Sarah stared at the barrel of Feng’s gun. There was no fire. There was no smoke. There was no projectile hurling its way toward her face at the speed of sound.
The knife had sunk securely into his left eye, the blade tunneling deeply into his skull and the handle lodging firmly up against his orbital bone. Yet it was the right half of his face that had left her in awe. It wasn’t just damaged, it was shredded, the skull beneath having been pulverized into skeletal fragments.
The reality of the moment slowly crept into her brain.
Feng never got off a shot.
Someone else pulled the trigger.
Feng’s body tipped over to the side, and Sarah glanced over her shoulder to see who had joined the fray. She breathed a sigh of relief at the sight of Cobb; she didn’t have the strength to fight more of the Brotherhood.
‘Nice timing,’ Sarah croaked before dropping to the ground in exhaustion.
Cobb raced forward to catch her, but she held up a hand to signal that she was okay. He crouched beside her. ‘I think what you meant to say was, “Thanks for saving my life.”’
Sarah grinned as she gulped in air. ‘Nah, I had him. The knife killed him first. You just made things messy.’
Cobb was about to laugh when he noticed Maggie’s crumpled body near the other side of the room. He sprang up to investigate, but Sarah grabbed the cuff of his pant leg.
‘Don’t,’ she pleaded. ‘She’s not worth it.’
Cobb’s troubled stare told her that she needed to explain.
‘She was working for Feng. She sold us out for a paycheck, then she turned on me.’
Cobb was confused. ‘She couldn’t have been in his pocket all along. Not with all the help she gave us. That doesn’t make any sense.’
‘I don’t know when he flipped her,’ Sarah admitted. ‘All I can tell you is that she definitely wasn’t working for us at the end. Xenophobia. Nationalistic fanaticism. I really don’t know. But it was either her or me.’
‘Well, you made the right choice,’ Cobb said.
He went through Feng’s pockets and found a small electronic device. He dropped it on the floor, then stomped on it with his boot. As he ground the remnants into dust with his heel, they heard Garcia in their ears.
‘— repeat. Radio check. I have no audio. Jack? Sarah? Maggie?’
‘Hector, we’re here,’ Cobb replied. ‘Sarah and I are back on comms.’
‘Any sign of Maggie?’ Garcia asked.
‘She’s dead,’ Sarah explained. ‘So is Feng. They were working together. We don’t know when or how, but he turned her.’
‘Son of a bitch,’ Garcia replied incredulously. ‘That explains how they were able to tail us so relentlessly.’
‘Everyone else is dead, too,’ McNutt said as he entered the chamber. ‘The bad guys, I mean. And Rodrigo still has the satellite keeping an eye on things up top.’ McNutt looked down at Maggie’s corpse. ‘So Miss Maggie was a traitor, eh? And here I thought our luck was changing. I wonder if anything she said about Polo or his treasure was true.’

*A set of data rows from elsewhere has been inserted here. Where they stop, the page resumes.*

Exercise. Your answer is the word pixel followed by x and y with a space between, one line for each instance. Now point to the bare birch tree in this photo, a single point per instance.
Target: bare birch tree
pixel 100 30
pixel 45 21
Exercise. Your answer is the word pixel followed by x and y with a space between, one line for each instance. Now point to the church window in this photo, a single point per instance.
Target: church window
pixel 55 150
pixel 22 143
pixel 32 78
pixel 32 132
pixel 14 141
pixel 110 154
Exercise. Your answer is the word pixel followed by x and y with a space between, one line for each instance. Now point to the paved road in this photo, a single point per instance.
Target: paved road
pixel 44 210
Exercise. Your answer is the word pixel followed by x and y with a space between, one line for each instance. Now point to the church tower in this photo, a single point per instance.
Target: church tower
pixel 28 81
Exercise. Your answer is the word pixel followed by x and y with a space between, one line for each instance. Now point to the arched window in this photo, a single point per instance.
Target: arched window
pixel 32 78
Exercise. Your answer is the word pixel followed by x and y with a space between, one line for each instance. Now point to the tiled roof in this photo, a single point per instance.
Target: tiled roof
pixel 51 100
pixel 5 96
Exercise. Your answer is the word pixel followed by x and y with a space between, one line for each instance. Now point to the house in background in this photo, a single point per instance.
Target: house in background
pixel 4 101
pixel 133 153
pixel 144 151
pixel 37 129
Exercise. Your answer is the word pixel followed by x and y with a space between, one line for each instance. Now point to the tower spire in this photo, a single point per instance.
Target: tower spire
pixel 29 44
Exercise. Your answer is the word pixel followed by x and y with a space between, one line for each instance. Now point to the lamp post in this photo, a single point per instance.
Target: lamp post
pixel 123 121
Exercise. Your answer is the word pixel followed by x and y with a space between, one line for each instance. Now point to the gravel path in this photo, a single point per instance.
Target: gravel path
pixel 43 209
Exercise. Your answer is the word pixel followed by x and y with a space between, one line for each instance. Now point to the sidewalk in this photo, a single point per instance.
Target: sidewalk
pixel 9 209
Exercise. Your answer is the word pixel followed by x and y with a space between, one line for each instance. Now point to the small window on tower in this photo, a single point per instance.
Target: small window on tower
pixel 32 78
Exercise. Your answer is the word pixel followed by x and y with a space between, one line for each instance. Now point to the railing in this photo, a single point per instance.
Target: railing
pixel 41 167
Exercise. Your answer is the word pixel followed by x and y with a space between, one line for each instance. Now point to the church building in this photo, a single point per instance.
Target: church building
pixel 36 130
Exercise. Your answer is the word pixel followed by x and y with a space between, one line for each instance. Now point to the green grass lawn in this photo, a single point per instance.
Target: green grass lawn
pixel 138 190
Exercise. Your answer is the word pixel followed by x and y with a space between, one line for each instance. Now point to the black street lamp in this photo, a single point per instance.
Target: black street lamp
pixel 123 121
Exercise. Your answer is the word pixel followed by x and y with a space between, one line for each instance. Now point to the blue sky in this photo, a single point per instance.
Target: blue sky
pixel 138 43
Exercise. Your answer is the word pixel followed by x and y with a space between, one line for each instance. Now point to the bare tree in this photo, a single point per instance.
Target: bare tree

‘It was,’ Sarah assured him. She had caught a peek inside just before the confrontation with Feng. She walked over to the wooden door that was still ajar and pushed it open wide. ‘I think we found it.’
On the other side of the door was a massive chamber, bigger than any of the natural caverns they had seen so far. The room was filled with ornate wooden chests, all of them bigger than a military footlocker. Cobb guessed there were as many as a hundred chests filling the space. He swept his flashlight around the room slowly so Garcia could record it all.
‘You getting this, Hector?’ he asked.
‘That’s a lot of chests,’ Garcia replied.
Sarah moved to the nearest one. None of the chests were open, but their lids did not appear to be locked in any way. Instead of swinging upward on hinges, the tops had been seated straight down onto the crates, like the covers of cardboard file boxes. She set her flashlight on the ground and hefted a heavy wooden lid, using the light from the glow sticks to peek inside.
A moment later, she dropped the lid and grinned at the gold.
‘Well?’ Garcia asked.
Cobb could only smile as McNutt’s boisterous laugh echoed throughout the chamber.